Il nuovo inquilino? Bene, bravissimo. Doveva aver capito tutto se insieme al suo Badedas già cercava di sottrargli la fidanzata. E, messi gli occhi su un maglione di cachemire grigio latte, dono di Carlina, lo alzò, lo contemplò con approvazione, per poi infilarlo, mentre Andrea non si decideva a uscire dall’acqua. «Bon, one all», annunciò alla fine, con un bel sorriso, concludendo: «See you chez Colombina». Cino lo guardò andarsene scuotendo la testa. E, ad Andrea che iniziava ad asciugarsi, spiegò che in fondo Jean-Claude era un bravo tipo, giusto un po’ condizionato da quella storia della fidanzata perduta. Non si preoccupasse per il cachemire, Andrea. Glielo avrebbe reso in pochi giorni. E invece, si affrettasse. C’era da nutrirsi, prima di scegliere il film, magari a Piccadilly.

«Al cinema? A Londra?»

«E perché no. È pieno di ragazze, straniere come noi, che non sanno cosa fare.»
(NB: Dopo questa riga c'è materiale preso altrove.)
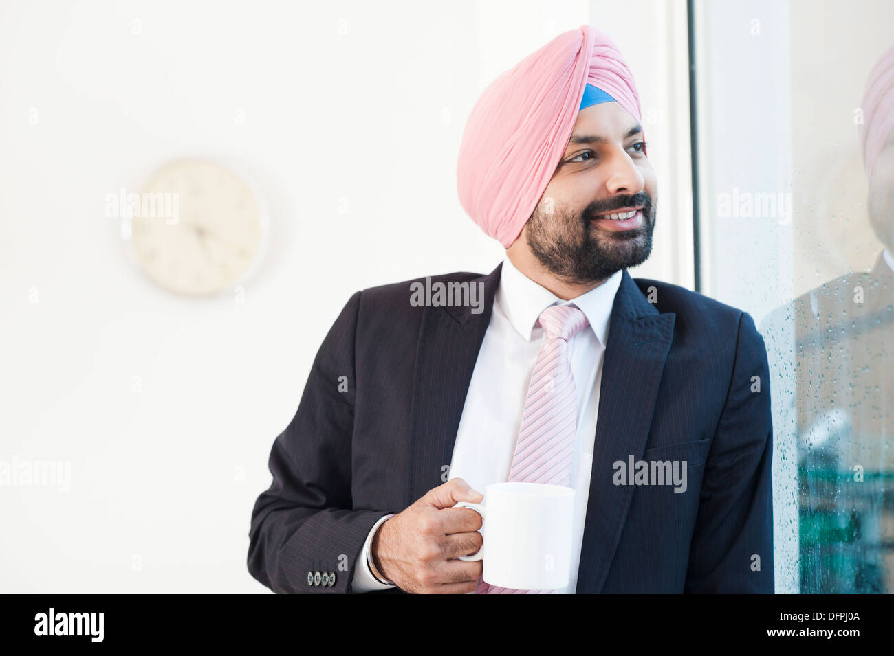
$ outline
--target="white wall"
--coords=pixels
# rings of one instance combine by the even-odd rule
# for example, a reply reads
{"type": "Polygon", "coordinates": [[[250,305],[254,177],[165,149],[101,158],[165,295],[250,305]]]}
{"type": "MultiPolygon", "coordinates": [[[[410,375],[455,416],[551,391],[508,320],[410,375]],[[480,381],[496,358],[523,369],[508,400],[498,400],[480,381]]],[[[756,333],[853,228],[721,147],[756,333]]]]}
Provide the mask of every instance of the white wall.
{"type": "MultiPolygon", "coordinates": [[[[465,117],[496,74],[611,4],[384,4],[0,3],[0,461],[71,473],[67,489],[0,486],[0,592],[266,591],[245,565],[251,508],[348,297],[499,262],[456,197],[465,117]],[[242,303],[156,287],[104,215],[106,194],[184,155],[238,162],[269,210],[242,303]]],[[[650,71],[669,39],[685,47],[668,11],[645,21],[654,43],[628,14],[599,23],[637,50],[664,121],[660,181],[688,171],[661,136],[685,117],[650,71]]],[[[635,275],[687,284],[690,228],[671,217],[688,189],[669,187],[635,275]]]]}

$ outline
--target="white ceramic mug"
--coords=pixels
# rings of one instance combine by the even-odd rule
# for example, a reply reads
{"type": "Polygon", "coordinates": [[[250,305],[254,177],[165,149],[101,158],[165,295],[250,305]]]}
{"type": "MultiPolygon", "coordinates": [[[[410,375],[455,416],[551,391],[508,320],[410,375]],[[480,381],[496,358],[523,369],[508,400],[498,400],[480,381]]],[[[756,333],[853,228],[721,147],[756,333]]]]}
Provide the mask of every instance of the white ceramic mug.
{"type": "Polygon", "coordinates": [[[484,561],[485,583],[518,590],[565,587],[571,576],[574,490],[546,483],[492,483],[481,503],[484,544],[461,561],[484,561]]]}

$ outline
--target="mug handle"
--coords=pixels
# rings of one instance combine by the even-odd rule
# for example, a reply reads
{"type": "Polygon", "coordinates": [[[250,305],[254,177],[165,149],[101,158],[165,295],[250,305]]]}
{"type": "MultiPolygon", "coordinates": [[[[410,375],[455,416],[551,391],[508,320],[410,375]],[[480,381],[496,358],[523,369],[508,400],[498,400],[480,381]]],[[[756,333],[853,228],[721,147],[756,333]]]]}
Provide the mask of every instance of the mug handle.
{"type": "MultiPolygon", "coordinates": [[[[473,511],[481,515],[481,525],[485,524],[485,506],[483,503],[472,503],[468,501],[461,501],[457,503],[454,508],[471,508],[473,511]]],[[[481,545],[481,549],[477,551],[471,556],[457,556],[460,561],[483,561],[485,556],[482,552],[485,550],[485,545],[481,545]]]]}

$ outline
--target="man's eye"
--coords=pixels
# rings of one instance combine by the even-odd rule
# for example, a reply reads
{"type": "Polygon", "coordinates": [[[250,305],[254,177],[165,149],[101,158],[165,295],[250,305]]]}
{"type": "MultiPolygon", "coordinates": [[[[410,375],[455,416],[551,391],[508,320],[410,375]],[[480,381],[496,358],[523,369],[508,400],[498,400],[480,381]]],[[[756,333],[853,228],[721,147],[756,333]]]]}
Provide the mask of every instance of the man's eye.
{"type": "Polygon", "coordinates": [[[589,162],[594,157],[595,157],[595,154],[594,154],[594,152],[592,150],[585,150],[579,155],[575,155],[572,159],[569,160],[569,162],[589,162]],[[588,158],[586,158],[586,160],[581,159],[584,155],[591,155],[591,156],[588,157],[588,158]]]}

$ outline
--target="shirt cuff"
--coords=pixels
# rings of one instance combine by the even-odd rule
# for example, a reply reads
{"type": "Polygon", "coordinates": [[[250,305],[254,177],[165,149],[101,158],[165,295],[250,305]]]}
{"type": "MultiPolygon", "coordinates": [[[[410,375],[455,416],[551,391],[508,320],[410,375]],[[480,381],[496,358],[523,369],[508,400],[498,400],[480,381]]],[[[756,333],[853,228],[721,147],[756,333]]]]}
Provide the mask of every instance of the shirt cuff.
{"type": "Polygon", "coordinates": [[[374,577],[372,570],[369,569],[369,561],[367,560],[371,557],[370,547],[373,544],[373,536],[375,535],[375,531],[377,531],[379,527],[384,523],[385,519],[390,517],[394,517],[394,514],[395,513],[392,512],[380,518],[369,530],[369,535],[367,536],[367,541],[363,543],[363,548],[360,550],[359,561],[354,566],[354,577],[351,579],[350,583],[351,590],[353,592],[368,593],[374,590],[387,590],[389,588],[397,587],[397,585],[394,585],[393,584],[382,583],[375,577],[374,577]]]}

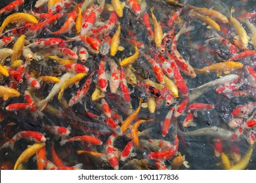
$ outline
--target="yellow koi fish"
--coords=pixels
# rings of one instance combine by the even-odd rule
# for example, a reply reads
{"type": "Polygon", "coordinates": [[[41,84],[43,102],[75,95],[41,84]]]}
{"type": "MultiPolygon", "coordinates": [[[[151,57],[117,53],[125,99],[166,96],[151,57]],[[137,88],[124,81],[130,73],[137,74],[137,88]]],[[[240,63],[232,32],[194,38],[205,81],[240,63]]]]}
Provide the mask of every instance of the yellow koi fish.
{"type": "Polygon", "coordinates": [[[241,69],[244,67],[242,63],[238,61],[224,61],[217,63],[213,63],[211,65],[206,66],[202,69],[195,69],[194,71],[196,74],[203,73],[209,74],[209,73],[217,73],[218,76],[220,76],[222,73],[228,74],[231,71],[241,69]]]}
{"type": "Polygon", "coordinates": [[[250,148],[246,154],[240,159],[239,162],[231,166],[229,170],[244,170],[245,169],[251,159],[251,154],[253,152],[253,148],[250,148]]]}
{"type": "Polygon", "coordinates": [[[111,0],[112,7],[108,8],[110,11],[115,11],[119,17],[123,16],[123,8],[125,6],[125,3],[121,3],[119,0],[111,0]]]}
{"type": "Polygon", "coordinates": [[[240,23],[232,16],[232,13],[234,12],[234,7],[232,7],[230,11],[230,24],[234,27],[234,31],[237,35],[237,39],[233,40],[235,45],[242,50],[247,50],[248,46],[249,39],[245,29],[240,24],[240,23]]]}
{"type": "Polygon", "coordinates": [[[7,69],[1,64],[0,64],[0,75],[4,75],[7,77],[9,76],[7,69]]]}
{"type": "Polygon", "coordinates": [[[153,13],[154,7],[152,7],[151,9],[152,17],[153,20],[153,25],[154,25],[154,41],[156,44],[156,47],[161,47],[161,41],[163,37],[163,30],[161,29],[161,25],[159,24],[158,20],[155,15],[153,13]]]}
{"type": "Polygon", "coordinates": [[[221,31],[221,27],[218,24],[216,23],[215,21],[213,20],[210,18],[205,16],[204,15],[198,14],[194,10],[190,11],[189,16],[192,17],[198,17],[203,20],[203,22],[208,25],[207,28],[211,29],[214,28],[216,31],[221,31]]]}
{"type": "Polygon", "coordinates": [[[32,24],[37,24],[38,21],[35,16],[28,13],[16,12],[5,18],[2,25],[0,27],[0,35],[2,34],[3,30],[10,23],[15,22],[29,22],[32,24]]]}
{"type": "Polygon", "coordinates": [[[138,59],[139,56],[140,55],[139,52],[139,50],[137,48],[137,46],[136,43],[135,44],[135,53],[132,55],[131,56],[129,56],[127,58],[125,58],[120,62],[120,65],[121,67],[123,66],[127,66],[128,65],[132,64],[133,63],[135,62],[135,61],[138,59]]]}
{"type": "Polygon", "coordinates": [[[20,95],[20,92],[15,89],[0,86],[0,97],[3,97],[4,101],[7,100],[9,97],[19,97],[20,95]]]}
{"type": "Polygon", "coordinates": [[[188,7],[190,9],[193,9],[194,11],[197,12],[198,13],[203,14],[204,16],[209,16],[214,21],[224,23],[224,24],[228,24],[228,18],[224,14],[220,13],[217,10],[208,9],[206,8],[196,7],[190,5],[188,3],[186,4],[188,6],[188,7]]]}
{"type": "Polygon", "coordinates": [[[141,108],[140,105],[143,99],[140,98],[137,109],[136,109],[136,110],[133,114],[131,114],[127,118],[126,118],[126,120],[123,122],[123,123],[121,125],[121,129],[123,133],[125,132],[128,129],[131,122],[136,118],[139,112],[140,112],[140,108],[141,108]]]}
{"type": "Polygon", "coordinates": [[[121,35],[121,27],[120,25],[118,24],[117,30],[113,35],[112,39],[111,39],[110,44],[110,55],[112,56],[114,56],[118,50],[123,51],[123,47],[119,46],[120,44],[120,35],[121,35]]]}
{"type": "Polygon", "coordinates": [[[55,76],[43,76],[39,77],[39,80],[41,80],[45,83],[57,83],[59,82],[60,79],[55,76]]]}
{"type": "Polygon", "coordinates": [[[29,146],[26,148],[18,158],[17,161],[15,163],[14,170],[16,170],[18,166],[24,161],[26,161],[37,153],[39,150],[43,148],[45,146],[45,142],[35,143],[32,146],[29,146]]]}
{"type": "Polygon", "coordinates": [[[11,64],[14,61],[19,59],[19,58],[22,54],[22,50],[23,46],[25,44],[25,38],[26,38],[26,36],[24,35],[22,35],[21,36],[20,36],[17,39],[15,43],[13,44],[13,47],[12,47],[13,54],[12,55],[12,57],[11,58],[11,64]]]}
{"type": "Polygon", "coordinates": [[[66,80],[60,88],[60,92],[58,93],[58,99],[60,101],[65,90],[67,89],[68,87],[72,86],[74,83],[78,83],[79,81],[83,78],[86,75],[87,75],[87,73],[78,73],[74,77],[66,80]]]}

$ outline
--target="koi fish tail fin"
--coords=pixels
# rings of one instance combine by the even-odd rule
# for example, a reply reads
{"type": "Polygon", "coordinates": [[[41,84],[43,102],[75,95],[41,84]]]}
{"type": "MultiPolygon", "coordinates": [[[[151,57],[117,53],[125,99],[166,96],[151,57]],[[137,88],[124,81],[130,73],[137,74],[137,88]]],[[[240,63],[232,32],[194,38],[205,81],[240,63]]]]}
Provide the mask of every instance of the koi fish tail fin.
{"type": "Polygon", "coordinates": [[[73,167],[75,168],[76,169],[81,169],[82,167],[83,167],[83,163],[78,163],[75,166],[73,166],[73,167]]]}
{"type": "Polygon", "coordinates": [[[47,103],[48,103],[48,101],[45,99],[45,100],[38,101],[36,105],[37,107],[38,110],[39,111],[42,111],[45,108],[47,103]]]}
{"type": "Polygon", "coordinates": [[[176,37],[179,37],[181,35],[184,34],[186,32],[188,32],[190,31],[192,31],[194,29],[193,26],[188,26],[186,27],[186,23],[184,23],[182,27],[181,27],[180,31],[178,33],[178,34],[176,35],[176,37]]]}
{"type": "Polygon", "coordinates": [[[62,146],[64,144],[66,144],[66,142],[68,142],[68,140],[61,141],[60,142],[60,145],[62,146]]]}

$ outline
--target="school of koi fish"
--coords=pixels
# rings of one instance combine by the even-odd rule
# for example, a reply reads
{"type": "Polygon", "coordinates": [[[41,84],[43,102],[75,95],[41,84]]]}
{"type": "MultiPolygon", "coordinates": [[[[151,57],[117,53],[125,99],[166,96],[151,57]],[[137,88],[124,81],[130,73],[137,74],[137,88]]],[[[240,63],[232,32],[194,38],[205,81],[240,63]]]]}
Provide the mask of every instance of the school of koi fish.
{"type": "Polygon", "coordinates": [[[256,169],[255,1],[11,1],[0,169],[256,169]]]}

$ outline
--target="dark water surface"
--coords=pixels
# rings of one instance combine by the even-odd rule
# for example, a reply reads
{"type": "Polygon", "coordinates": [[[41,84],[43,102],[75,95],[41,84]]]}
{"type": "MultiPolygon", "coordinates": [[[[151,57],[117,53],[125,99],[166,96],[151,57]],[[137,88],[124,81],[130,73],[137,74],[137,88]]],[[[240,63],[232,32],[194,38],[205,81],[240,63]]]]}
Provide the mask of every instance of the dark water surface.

E ad Andrea che si annodava la cravatta, Cino riservò uno scappellotto scherzoso. La cravatta, infatti, la portavano ormai solo gli inglesi, mentre loro, seduttori latini, tenevano la camicia aperta sul petto «meglio se villoso, e ancora meglio con una catena in oro massiccio. O almeno – non ce l’aveva Andrea? – una bella catenina della Cresima.»